NYC Subway Data Analysis

This project look at the NYC Subway data and figure out if more people ride the subway when it is raining versus when it is not raining.

The data can be found at:

Original data set at: https://www.dropbox.com/s/meyki2wl9xfa7yk/turnstile_data_master_with_weather.csv
Improved data set at: https://www.dropbox.com/s/1lpoeh2w6px4diu/improved-dataset.zip?dl=0

0. References

Frost, Jim.
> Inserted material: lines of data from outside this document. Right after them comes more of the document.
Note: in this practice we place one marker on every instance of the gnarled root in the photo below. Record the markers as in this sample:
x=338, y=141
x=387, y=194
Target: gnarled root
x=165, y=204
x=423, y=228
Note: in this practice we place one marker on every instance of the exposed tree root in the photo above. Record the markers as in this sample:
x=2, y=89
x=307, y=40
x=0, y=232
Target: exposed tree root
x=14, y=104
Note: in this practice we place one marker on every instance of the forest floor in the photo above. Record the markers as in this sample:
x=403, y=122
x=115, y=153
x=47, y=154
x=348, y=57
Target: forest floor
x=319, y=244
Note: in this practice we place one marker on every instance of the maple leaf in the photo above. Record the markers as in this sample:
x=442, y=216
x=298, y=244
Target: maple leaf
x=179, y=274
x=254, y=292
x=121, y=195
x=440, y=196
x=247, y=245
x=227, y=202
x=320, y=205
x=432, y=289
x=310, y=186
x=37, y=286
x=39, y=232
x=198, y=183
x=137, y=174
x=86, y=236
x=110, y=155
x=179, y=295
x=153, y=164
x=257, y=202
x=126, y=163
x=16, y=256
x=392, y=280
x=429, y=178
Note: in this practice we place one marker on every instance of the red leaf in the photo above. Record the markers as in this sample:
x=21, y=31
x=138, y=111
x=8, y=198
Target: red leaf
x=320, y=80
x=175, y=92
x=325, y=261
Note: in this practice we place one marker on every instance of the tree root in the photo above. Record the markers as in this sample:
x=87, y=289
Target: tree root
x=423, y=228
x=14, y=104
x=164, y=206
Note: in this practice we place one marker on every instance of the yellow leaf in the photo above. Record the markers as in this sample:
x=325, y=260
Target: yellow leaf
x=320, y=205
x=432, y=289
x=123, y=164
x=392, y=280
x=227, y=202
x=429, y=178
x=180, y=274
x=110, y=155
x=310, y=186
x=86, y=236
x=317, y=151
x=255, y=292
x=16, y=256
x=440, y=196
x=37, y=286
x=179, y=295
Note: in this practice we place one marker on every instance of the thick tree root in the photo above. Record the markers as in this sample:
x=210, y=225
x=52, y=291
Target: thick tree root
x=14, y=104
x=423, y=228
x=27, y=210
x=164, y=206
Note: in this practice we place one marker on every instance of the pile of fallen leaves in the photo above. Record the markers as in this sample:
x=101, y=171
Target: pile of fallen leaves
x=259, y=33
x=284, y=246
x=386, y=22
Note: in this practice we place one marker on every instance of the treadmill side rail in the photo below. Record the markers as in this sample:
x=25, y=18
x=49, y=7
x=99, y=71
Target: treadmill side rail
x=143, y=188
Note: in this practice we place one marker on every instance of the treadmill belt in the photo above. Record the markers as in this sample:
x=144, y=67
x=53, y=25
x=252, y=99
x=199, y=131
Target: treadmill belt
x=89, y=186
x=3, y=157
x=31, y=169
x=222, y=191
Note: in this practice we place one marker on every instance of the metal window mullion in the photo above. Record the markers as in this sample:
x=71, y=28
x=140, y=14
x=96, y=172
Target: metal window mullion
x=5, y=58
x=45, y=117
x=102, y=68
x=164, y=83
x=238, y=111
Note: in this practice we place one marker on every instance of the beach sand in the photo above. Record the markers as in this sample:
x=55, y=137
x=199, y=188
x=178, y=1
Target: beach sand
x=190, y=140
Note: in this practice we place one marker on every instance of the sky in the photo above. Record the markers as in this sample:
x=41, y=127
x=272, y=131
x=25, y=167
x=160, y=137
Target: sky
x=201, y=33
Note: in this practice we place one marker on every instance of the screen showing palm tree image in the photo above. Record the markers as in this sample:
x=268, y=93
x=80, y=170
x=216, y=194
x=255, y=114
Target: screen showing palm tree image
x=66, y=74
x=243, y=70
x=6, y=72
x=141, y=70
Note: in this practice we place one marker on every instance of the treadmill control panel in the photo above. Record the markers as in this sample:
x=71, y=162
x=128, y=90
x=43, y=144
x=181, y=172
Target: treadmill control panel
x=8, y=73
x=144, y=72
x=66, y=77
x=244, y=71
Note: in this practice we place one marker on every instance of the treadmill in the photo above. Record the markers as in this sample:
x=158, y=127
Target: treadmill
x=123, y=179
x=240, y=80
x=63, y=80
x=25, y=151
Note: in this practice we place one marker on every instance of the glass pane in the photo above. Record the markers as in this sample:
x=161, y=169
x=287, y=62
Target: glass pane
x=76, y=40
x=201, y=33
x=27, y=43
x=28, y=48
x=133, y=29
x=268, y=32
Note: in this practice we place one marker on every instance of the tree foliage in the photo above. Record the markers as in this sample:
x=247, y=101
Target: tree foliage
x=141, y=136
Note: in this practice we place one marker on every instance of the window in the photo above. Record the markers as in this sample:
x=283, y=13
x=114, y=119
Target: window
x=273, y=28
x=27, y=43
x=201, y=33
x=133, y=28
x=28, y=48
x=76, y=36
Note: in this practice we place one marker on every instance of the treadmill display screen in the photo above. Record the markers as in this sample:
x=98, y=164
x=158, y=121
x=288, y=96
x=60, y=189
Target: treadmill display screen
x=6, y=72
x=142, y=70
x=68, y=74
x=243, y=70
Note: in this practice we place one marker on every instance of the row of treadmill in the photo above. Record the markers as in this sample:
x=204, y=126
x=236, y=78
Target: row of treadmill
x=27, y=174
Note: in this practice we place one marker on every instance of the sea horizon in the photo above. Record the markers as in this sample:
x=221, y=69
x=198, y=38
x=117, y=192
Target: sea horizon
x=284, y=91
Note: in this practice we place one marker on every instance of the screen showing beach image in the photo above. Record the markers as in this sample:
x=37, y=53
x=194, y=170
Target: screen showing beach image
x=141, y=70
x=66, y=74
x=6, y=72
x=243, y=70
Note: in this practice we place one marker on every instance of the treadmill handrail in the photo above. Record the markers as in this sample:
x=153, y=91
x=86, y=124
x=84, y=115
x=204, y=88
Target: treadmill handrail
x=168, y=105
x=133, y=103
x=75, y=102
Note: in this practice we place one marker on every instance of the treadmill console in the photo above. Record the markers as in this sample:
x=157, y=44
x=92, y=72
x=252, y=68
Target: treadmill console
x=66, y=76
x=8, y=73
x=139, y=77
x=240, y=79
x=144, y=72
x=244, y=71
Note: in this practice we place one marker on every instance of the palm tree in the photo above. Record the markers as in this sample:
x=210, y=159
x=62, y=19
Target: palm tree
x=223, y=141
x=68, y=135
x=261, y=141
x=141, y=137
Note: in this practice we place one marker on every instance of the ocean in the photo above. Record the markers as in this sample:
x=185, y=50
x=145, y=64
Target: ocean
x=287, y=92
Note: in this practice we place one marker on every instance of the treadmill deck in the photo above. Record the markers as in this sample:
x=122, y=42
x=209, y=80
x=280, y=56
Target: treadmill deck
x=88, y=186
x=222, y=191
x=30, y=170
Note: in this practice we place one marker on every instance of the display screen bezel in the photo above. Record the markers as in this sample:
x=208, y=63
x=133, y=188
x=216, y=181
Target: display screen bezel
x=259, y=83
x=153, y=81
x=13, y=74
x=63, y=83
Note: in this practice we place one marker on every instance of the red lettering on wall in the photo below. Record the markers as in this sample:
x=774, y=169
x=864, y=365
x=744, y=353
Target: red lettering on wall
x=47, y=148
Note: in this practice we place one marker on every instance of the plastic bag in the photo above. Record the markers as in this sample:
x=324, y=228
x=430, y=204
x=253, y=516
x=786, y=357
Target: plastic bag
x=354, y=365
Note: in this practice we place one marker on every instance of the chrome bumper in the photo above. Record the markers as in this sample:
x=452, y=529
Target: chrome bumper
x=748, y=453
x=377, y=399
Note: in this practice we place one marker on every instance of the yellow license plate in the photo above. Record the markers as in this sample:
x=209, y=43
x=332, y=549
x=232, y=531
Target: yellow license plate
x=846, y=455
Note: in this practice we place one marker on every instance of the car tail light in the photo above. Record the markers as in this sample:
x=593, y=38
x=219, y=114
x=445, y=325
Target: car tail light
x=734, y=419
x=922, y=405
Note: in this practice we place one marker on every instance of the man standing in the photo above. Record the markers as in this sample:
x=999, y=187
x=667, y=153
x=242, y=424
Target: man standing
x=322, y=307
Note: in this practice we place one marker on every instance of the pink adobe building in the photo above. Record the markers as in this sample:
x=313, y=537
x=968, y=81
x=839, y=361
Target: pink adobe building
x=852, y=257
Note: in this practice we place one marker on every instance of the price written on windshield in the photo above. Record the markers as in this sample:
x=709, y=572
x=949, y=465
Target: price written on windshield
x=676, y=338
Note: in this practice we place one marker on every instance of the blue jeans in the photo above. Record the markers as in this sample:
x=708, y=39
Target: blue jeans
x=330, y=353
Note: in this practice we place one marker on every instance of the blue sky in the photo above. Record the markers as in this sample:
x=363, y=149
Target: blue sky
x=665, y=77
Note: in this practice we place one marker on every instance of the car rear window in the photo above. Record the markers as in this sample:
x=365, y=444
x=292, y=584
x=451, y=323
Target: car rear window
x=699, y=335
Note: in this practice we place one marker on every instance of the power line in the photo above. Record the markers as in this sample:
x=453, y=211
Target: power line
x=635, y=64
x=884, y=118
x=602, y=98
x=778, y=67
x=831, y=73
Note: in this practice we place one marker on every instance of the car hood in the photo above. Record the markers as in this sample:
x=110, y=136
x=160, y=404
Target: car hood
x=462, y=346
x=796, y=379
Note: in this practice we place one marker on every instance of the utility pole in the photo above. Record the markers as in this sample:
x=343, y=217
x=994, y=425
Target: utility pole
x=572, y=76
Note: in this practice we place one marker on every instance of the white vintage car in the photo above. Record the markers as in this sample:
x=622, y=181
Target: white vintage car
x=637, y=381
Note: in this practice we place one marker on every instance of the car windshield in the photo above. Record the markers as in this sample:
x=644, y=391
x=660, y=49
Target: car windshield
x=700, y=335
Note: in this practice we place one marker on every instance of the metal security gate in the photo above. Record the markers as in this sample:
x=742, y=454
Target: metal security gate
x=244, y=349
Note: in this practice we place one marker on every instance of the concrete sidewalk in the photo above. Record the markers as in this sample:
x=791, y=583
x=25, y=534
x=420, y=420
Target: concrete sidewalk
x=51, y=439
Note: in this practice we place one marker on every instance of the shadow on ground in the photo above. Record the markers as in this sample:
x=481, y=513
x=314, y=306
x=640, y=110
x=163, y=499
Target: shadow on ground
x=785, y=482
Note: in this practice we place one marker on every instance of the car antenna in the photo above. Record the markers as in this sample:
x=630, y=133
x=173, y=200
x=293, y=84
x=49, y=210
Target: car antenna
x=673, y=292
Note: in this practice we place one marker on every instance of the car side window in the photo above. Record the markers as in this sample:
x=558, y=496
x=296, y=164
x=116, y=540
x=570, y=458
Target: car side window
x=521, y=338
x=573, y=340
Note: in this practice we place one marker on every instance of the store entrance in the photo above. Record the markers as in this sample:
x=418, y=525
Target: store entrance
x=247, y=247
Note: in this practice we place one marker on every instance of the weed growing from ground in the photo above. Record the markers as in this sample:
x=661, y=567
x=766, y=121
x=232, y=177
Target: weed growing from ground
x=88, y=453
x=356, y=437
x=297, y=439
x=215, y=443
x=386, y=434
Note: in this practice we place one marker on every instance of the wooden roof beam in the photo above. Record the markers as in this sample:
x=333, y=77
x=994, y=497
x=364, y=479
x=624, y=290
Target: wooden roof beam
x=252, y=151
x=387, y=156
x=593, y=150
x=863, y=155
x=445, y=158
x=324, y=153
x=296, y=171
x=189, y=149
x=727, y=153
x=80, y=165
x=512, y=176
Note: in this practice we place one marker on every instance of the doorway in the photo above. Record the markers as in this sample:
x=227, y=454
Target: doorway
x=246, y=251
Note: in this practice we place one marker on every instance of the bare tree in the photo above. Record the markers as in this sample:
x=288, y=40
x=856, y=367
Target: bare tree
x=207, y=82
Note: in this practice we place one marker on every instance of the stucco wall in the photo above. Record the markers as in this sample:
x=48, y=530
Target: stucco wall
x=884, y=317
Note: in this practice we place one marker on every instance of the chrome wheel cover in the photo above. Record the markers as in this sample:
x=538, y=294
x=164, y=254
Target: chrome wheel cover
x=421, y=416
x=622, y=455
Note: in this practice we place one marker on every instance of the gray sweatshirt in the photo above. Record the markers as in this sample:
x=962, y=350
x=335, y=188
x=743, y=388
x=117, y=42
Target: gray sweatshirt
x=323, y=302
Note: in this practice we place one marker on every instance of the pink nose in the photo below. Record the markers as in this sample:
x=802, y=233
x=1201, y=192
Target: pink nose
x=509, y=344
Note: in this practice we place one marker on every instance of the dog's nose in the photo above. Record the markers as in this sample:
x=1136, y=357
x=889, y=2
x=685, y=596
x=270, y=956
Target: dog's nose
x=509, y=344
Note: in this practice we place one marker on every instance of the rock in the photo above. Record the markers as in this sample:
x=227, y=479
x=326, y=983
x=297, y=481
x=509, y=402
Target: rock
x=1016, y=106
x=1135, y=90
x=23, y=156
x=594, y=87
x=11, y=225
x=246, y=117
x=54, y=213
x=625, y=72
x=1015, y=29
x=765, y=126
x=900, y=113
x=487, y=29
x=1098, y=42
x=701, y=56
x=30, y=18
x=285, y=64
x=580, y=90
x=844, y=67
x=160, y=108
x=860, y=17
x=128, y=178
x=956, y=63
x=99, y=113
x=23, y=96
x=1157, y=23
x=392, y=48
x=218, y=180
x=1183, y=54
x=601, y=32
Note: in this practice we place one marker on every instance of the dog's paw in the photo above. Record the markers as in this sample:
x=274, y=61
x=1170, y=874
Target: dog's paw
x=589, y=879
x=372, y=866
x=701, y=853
Choosing Between a Nonparametric Test and a Parametric Test. http://blog.minitab.com/blog/adventures-in-statistics/choosing-between-a-nonparametric-test-and-a-parametric-test
SPSS tutorial. Mann-Whitney U Test using SPS. https://statistics.laerd.com/spss-tutorials/mann-whitney-u-test-using-spss-statistics.php
Frost, Jim. Regression Analysis: How Do I Interpret R-squared and Assess the Goodness-of-Fit? http://blog.minitab.com/blog/adventures-in-statistics/regression-analysis-how-do-i-interpret-r-squared-and-assess-the-goodness-of-fit
NIST. Are the model residuals well-behaved? http://www.itl.nist.gov/div898/handbook/pri/section2/pri24.htm
OriginLab. Graphic Residual Analysis. http://www.originlab.com/doc/Origin-Help/Residual-Plot-Analysis
Graphpad. One-tail vs. two-tail P values. http://graphpad.com/guides/prism/6/statistics/index.htm?one-tail_vs__two-tail_p_values.htm
Skymark.com. Normal Test Plot. http://www.skymark.com/resources/tools/normal_test_plot.asp
Nau, Robert. Regression diagnostics: testing the assumptions of linear regression. http://people.duke.edu/~rnau/testing.htm
Frost, Jim. How to Interpret Regression Analysis Results: P-values and Coefficients. http://blog.minitab.com/blog/adventures-in-statistics/how-to-interpret-regression-analysis-results-p-values-and-coefficients

1. Statistical Analysis

I divided the dataset into two samples, entries per hour when it is raining vs when it is not raining and then perform inferential statistic on them.

1.1 Statistical test

Statistical test

I perform Mann-Whitney U test on the two samples.

One-tail vs Two-tail

I am performing a two-tail P value.

Hypothesis

The null hypothesis is:

The distributions of both groups are identical, so that there is a 50% probability that an observation from a value randomly selected from one population exceeds an observation randomly selected from the other population.

P(x > y) = 0.5

Alternative hypothesis:

The distributions of both groups are not identical, the probability that an observation from a value randomly selected from one population exceeds an observation randomly selected from the other population is not 50%.

P(x > y) != 0.5

Critical value

I use 0.05 as p-critical value.

1.2 Reasoning

I am using this test because the samples is non-normal. Generally, we use Mann-Whitney U test, if it follows several assumptions:

The dependent variable is ordinal or continous
The independent variable (with rain, without rain) is 2 categorical data
There is no relationship between the observations in each group or between the groups themselves
The two variables are not normaly distributed

1.3 Result

Calculating the Mann-Whitney U test I got:

U value of 1924409167.0 and p-value of 0.049999825587

Some descriptive statistics regarding our two samples.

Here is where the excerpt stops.